# Scrapbooking(pictures)



## stefania (Apr 16, 2005)

I have just started a scrapbook for Chico last night...its fun and i got this one at Walmart for around $10


----------



## Teddy's Mummy! (Sep 21, 2005)

thats really good, i am making a scrapbook for Teddy&Milo at the mo but we havent got many pics printed so its not getting too far! lol :lol:


----------



## MYCHIBABY (Apr 26, 2005)

That looks great! I've been scrapbooking for years. It's fun isn't it? I have like 5 full books now. I do family and friends and occasions and have quite a few pages of the furbabies, too.


----------



## tik0z (Aug 5, 2005)

thats nice! good job


----------



## SCRAPPY (Sep 4, 2005)

Good job! looks great--


----------



## Gadget's Mom (Jan 14, 2005)

good job... I love scrapbooking... I am making a small one for gadget.. I don't have very many pages done... It is one I can leave in the truck so if I want to show some one I have it with me at all times... I think it is 8X4inches


----------



## chihuahua-lady (Apr 13, 2005)

great job il have to take some piccies of my chis show scrap book


----------



## chimom (Apr 1, 2005)

That looks great. My grand daughter made a scrapbook of Jazzy for me for my birthday. She's quite artistic, so it's really cute.

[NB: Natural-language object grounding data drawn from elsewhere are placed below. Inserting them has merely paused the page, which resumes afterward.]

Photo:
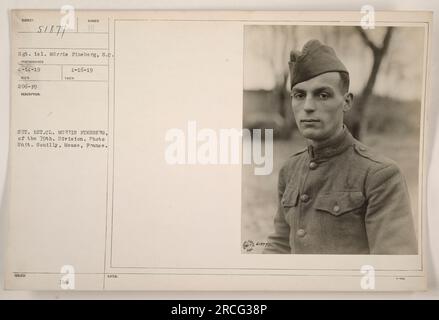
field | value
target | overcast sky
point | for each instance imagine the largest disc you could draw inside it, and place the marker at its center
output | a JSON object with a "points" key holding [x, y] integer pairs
{"points": [[266, 52]]}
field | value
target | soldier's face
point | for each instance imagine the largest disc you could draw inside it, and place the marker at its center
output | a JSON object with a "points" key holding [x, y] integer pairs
{"points": [[318, 106]]}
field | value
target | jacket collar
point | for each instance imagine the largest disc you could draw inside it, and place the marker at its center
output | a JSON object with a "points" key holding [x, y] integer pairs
{"points": [[332, 147]]}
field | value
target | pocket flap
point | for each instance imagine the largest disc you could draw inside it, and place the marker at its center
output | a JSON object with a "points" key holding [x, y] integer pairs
{"points": [[290, 196], [338, 203]]}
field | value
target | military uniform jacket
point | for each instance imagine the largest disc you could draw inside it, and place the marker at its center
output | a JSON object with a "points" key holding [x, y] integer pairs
{"points": [[342, 199]]}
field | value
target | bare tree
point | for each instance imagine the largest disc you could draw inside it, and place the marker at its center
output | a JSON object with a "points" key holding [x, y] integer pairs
{"points": [[378, 53]]}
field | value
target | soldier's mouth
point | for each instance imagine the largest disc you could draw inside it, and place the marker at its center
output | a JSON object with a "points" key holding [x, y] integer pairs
{"points": [[309, 120]]}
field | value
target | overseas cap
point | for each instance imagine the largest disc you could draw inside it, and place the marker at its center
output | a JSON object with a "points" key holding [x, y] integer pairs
{"points": [[315, 59]]}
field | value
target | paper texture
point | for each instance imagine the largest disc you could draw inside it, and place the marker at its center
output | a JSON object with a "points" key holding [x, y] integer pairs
{"points": [[93, 202]]}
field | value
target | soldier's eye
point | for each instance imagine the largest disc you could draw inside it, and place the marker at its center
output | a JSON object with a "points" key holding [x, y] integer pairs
{"points": [[298, 95], [323, 95]]}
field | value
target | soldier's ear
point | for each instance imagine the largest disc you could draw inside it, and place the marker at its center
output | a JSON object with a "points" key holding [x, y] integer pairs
{"points": [[348, 101]]}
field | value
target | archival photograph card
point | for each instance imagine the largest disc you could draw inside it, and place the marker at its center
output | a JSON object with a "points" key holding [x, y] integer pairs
{"points": [[210, 150]]}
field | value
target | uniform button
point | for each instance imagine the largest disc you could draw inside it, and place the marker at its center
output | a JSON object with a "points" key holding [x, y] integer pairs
{"points": [[301, 233], [304, 197]]}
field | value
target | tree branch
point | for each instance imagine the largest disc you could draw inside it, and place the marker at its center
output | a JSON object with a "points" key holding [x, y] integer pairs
{"points": [[366, 39]]}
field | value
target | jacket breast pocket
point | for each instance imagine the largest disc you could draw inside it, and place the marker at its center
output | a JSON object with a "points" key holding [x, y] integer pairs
{"points": [[290, 197], [340, 203], [289, 203]]}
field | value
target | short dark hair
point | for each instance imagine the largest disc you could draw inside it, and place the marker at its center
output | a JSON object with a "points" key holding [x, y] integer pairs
{"points": [[344, 82]]}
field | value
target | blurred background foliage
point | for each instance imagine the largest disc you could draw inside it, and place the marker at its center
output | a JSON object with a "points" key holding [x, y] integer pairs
{"points": [[386, 72], [385, 66]]}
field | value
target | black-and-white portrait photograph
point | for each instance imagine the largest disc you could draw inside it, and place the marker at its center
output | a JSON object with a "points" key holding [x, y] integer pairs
{"points": [[345, 108]]}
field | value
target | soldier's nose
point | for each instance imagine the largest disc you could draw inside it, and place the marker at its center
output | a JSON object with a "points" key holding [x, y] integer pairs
{"points": [[309, 105]]}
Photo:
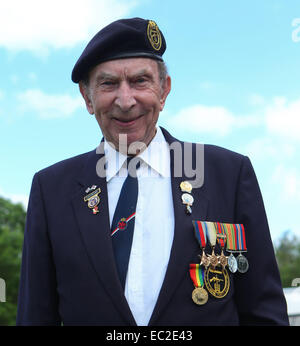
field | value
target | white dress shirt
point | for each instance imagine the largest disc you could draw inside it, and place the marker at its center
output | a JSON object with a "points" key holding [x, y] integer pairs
{"points": [[154, 223]]}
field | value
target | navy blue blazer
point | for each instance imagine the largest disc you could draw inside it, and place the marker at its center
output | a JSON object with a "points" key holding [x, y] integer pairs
{"points": [[69, 275]]}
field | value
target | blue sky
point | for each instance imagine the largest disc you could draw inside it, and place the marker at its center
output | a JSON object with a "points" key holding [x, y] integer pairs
{"points": [[235, 83]]}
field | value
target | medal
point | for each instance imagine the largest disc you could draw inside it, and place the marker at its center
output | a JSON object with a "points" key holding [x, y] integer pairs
{"points": [[242, 263], [188, 200], [199, 294], [221, 239], [217, 282], [185, 186], [232, 263], [236, 242], [212, 237], [93, 199], [200, 235]]}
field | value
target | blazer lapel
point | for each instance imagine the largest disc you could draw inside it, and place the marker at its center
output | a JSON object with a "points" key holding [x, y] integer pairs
{"points": [[184, 244], [95, 232]]}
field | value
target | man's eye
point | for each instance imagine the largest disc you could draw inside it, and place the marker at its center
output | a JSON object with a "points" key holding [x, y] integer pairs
{"points": [[139, 81], [108, 83]]}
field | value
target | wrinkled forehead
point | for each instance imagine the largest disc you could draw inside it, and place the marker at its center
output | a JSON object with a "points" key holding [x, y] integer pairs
{"points": [[129, 67]]}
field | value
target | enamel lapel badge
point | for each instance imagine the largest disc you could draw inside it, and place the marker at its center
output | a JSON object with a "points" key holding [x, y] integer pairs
{"points": [[92, 198]]}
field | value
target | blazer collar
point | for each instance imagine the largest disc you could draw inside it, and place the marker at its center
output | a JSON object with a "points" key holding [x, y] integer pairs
{"points": [[95, 229]]}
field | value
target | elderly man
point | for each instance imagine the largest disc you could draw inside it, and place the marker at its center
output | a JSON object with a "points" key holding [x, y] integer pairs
{"points": [[122, 235]]}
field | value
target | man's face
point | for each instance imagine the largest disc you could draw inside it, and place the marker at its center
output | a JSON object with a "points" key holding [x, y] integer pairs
{"points": [[126, 97]]}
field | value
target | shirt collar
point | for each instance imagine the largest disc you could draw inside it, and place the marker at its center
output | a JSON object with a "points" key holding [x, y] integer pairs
{"points": [[156, 156]]}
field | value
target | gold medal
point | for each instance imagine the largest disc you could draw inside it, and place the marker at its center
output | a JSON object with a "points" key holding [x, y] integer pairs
{"points": [[199, 296], [217, 282], [223, 259], [204, 259]]}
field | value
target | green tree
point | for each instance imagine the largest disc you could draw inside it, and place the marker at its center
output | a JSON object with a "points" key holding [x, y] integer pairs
{"points": [[12, 223], [288, 258]]}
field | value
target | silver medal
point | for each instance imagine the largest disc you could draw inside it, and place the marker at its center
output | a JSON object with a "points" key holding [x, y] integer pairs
{"points": [[232, 263]]}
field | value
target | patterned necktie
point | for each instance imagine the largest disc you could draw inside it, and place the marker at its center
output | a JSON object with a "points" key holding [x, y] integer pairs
{"points": [[123, 220]]}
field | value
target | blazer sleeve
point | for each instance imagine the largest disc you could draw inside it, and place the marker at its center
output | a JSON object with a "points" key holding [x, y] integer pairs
{"points": [[38, 298], [258, 292]]}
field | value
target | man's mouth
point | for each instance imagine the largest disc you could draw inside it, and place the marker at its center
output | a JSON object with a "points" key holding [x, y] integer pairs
{"points": [[126, 121]]}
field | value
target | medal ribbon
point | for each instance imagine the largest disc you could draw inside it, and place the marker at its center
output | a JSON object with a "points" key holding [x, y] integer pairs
{"points": [[197, 274], [240, 237], [200, 232], [220, 231], [211, 233], [236, 240]]}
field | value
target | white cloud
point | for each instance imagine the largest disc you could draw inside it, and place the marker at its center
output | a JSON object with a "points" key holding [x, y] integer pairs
{"points": [[49, 106], [36, 25], [269, 147], [288, 178], [211, 119], [283, 118]]}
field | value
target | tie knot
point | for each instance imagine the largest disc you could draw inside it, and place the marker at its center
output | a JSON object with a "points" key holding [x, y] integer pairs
{"points": [[133, 164]]}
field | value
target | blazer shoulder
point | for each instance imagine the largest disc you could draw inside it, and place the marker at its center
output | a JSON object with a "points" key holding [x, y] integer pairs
{"points": [[214, 154], [68, 166]]}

If I had a digital camera, I would take some pics.....[sigh]. Maybe Santa will bring me one for Christmas. :lol:


----------



## NoahFL (May 14, 2004)

What a great job! Scrapbooking is so much fun.


----------



## jo2004uk (Oct 16, 2005)

that scrap book looks great ur very good at design lol
i am going to make one of my puppy when i get her and i just cant wait
love 
jo xxxxxxxxxxxxxxxxx :albino:


----------



## NaliaLee (Jul 16, 2005)

OMG so nice! Love it!!!! I want to do it for Pedro now


----------



## ilovesadie (Jun 1, 2004)

That looks great! I love scrapbooking too but I just don't have time to do it! You've done a great job!


----------



## Jayne (Jul 8, 2005)

Thats great , i must start one for Tyson


----------



## Moco's Mommy (Oct 22, 2005)

I dont have ascrap book for Moco yet but I'm thinking about making one. I've just been very busy, with school and work (my other job - I'm a greeter.) and church. One of these days I'm going to have enough time to start making a book. I'll have to get some pictures first.


----------



## jo2004uk (Oct 16, 2005)

im definetly gonna buy one for when i get my pup i want to have everything to remember i think its an excellent idea i really do good luck with urs
love 
jo
xxxxxxxxxxxxxxxx
:wave:


----------



## stefania (Apr 16, 2005)

Thanks for all your nice comments  :wave:


----------



## jo2004uk (Oct 16, 2005)

ur very very welcome keep us all up to date with how u are getting on thanks 
jo
xxxxxxxxxxxxxxxxxxxxxxxxx


----------



## Mexibeach (Oct 20, 2005)

I love the little paw prints around the pictures. Very nice work!!


----------



## jo2004uk (Oct 16, 2005)

ive just brought A training and raisng diary for a puppy and its got little bits to put pics of certain times of ur pups life cant wait to get mine now so exciting not too much longer now
roll on new year
thanks
jo


----------



## stefania (Apr 16, 2005)

Thats great! I remember how excited i was,i couldnt wait to have Chico home  :wave:


----------



## jo2004uk (Oct 16, 2005)

thankyou thats really nice of u to say the pups r gona be born about xmas time so i can bring my little girl presuming there is one lol about feb time its so exciting 
how old is chico?
he is so sweet look at his little face ahhhhh 
:angel13:


----------



## Minty_Min82 (Sep 17, 2005)

Very Cute!


----------